Mokou tried, and failed. In the end, she could recall only a fraction of all that she had experienced, a muddled swamp that changed even as she sifted through it. She accepted it as it was, if only because there was nothing else she could do. She

stood on a dark plain covered in fine white sand as the void of time sang all around her

"The entirety of your life. A mass of time beyond anything any other human has felt on her shoulders. How much of it remains?"

"I remember what I can." Mokou had a picture in her mind, even if it was riddled with holes. She knew enough.

"Oh, yes. A million years." Suddenly, Eirin smiled. The smile was neither joyful nor sad, neither mocking nor triumphant.
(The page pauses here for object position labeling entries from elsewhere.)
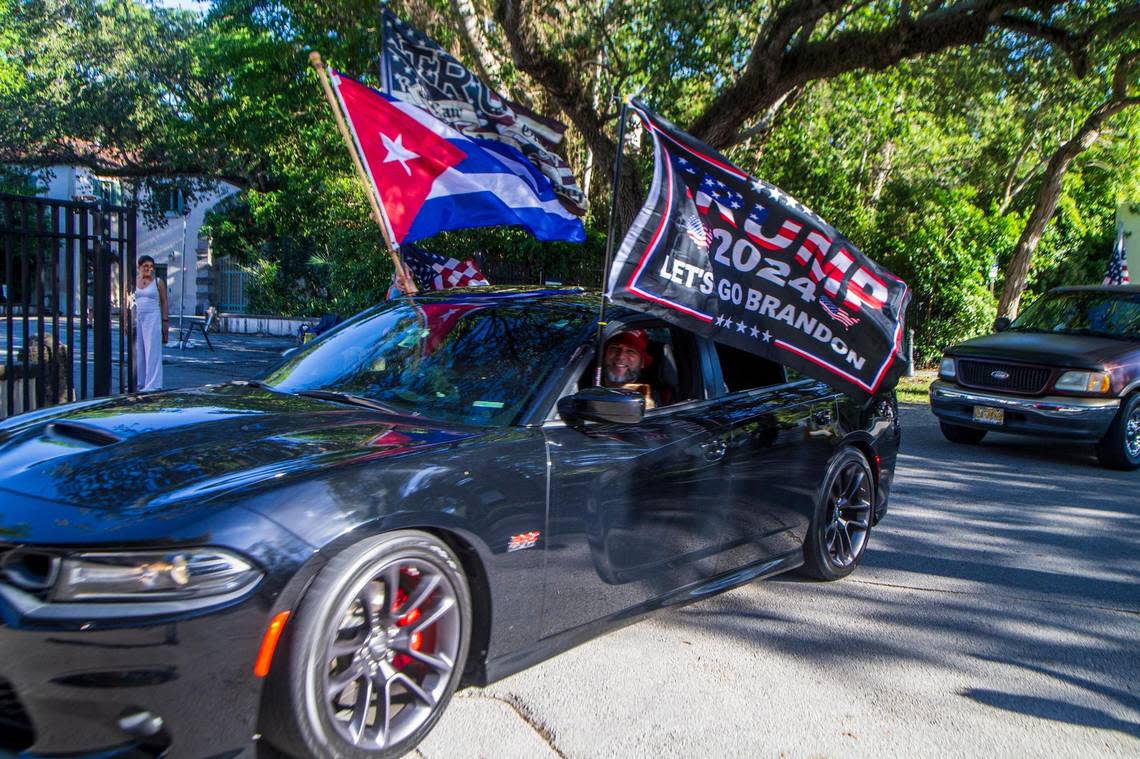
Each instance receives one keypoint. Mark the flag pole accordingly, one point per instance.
(615, 185)
(377, 210)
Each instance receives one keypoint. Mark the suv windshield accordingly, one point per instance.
(1084, 312)
(473, 362)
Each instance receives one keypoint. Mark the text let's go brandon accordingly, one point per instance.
(738, 260)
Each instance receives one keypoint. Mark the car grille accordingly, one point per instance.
(1012, 377)
(16, 732)
(31, 570)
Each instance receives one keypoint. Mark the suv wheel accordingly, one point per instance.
(1120, 448)
(377, 650)
(960, 434)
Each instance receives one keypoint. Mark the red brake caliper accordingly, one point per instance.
(416, 642)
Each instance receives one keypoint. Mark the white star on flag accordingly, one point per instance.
(397, 152)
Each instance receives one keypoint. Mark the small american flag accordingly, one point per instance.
(837, 312)
(434, 271)
(1117, 272)
(700, 234)
(698, 231)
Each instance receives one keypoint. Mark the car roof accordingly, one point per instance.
(575, 298)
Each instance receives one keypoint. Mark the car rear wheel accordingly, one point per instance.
(375, 651)
(1120, 448)
(960, 434)
(839, 531)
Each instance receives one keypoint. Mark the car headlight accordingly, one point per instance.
(1084, 382)
(153, 576)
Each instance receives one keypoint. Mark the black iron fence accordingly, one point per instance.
(67, 271)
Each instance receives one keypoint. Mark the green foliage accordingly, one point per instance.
(929, 166)
(943, 245)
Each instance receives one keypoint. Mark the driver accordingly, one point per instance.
(625, 357)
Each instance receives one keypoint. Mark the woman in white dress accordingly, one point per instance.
(152, 326)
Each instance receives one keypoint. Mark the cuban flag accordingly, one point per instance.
(430, 178)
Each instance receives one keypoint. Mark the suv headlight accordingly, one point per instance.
(1084, 382)
(153, 576)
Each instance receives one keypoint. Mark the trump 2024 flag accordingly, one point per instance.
(735, 259)
(430, 178)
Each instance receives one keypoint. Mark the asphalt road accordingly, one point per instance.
(996, 614)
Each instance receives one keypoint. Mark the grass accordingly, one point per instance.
(914, 390)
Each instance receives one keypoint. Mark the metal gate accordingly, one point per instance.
(67, 271)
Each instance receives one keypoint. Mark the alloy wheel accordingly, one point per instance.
(1132, 433)
(848, 515)
(392, 654)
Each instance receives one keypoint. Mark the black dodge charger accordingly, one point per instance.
(430, 496)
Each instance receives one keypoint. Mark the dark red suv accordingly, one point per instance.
(1067, 367)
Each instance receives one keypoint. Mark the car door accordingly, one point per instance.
(635, 509)
(782, 435)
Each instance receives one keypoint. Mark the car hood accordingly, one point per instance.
(138, 451)
(1076, 351)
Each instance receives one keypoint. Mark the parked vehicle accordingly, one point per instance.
(1067, 367)
(431, 495)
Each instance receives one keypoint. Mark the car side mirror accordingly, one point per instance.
(602, 405)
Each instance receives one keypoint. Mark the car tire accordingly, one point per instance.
(382, 633)
(841, 524)
(1120, 448)
(960, 434)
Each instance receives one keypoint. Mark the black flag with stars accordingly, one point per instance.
(738, 260)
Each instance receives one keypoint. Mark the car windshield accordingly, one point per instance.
(1084, 312)
(466, 361)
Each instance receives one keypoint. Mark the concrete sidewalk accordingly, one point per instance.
(235, 357)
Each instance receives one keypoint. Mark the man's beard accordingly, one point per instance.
(617, 376)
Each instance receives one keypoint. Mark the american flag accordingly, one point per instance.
(837, 312)
(434, 271)
(1117, 272)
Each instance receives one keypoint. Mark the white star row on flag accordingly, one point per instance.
(743, 328)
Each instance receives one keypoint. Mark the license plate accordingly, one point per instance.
(986, 415)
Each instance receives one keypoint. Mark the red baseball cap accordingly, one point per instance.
(636, 340)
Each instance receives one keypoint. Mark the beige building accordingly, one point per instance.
(181, 254)
(1128, 215)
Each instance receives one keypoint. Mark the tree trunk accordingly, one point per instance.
(1017, 272)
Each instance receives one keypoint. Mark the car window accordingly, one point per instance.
(743, 370)
(1083, 312)
(674, 372)
(456, 360)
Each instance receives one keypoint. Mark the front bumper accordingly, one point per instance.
(1084, 419)
(74, 683)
It was the smile of a goddess to an ignorant human at the cusp of something wholly beyond their ken. "It's a drop in the ocean."

Mokou stared into Eirin's eyes, kept staring even as they revealed themselves to be fathomless pools beyond all earthly understanding.

She saw it now, the thing she had long since suspected. For all her intelligence, Eirin could never truly understand Mokou's need to die, any more than she could grant her final death.

Mokou chuckled. Then she began to laugh in earnest. What else could she do? She couldn't stop laughing any more than she could stop being reborn again and again and again and again and again and again and again and again and again and again and again and again and again and again again again again again again again again again again again again again again again again again again again again again again again again again again again again again again again again again again again again again again again again again again again again again again again again again again again again
 
Kaguya's eyes were no longer shut. Mokou wasn't sure when she had opened them.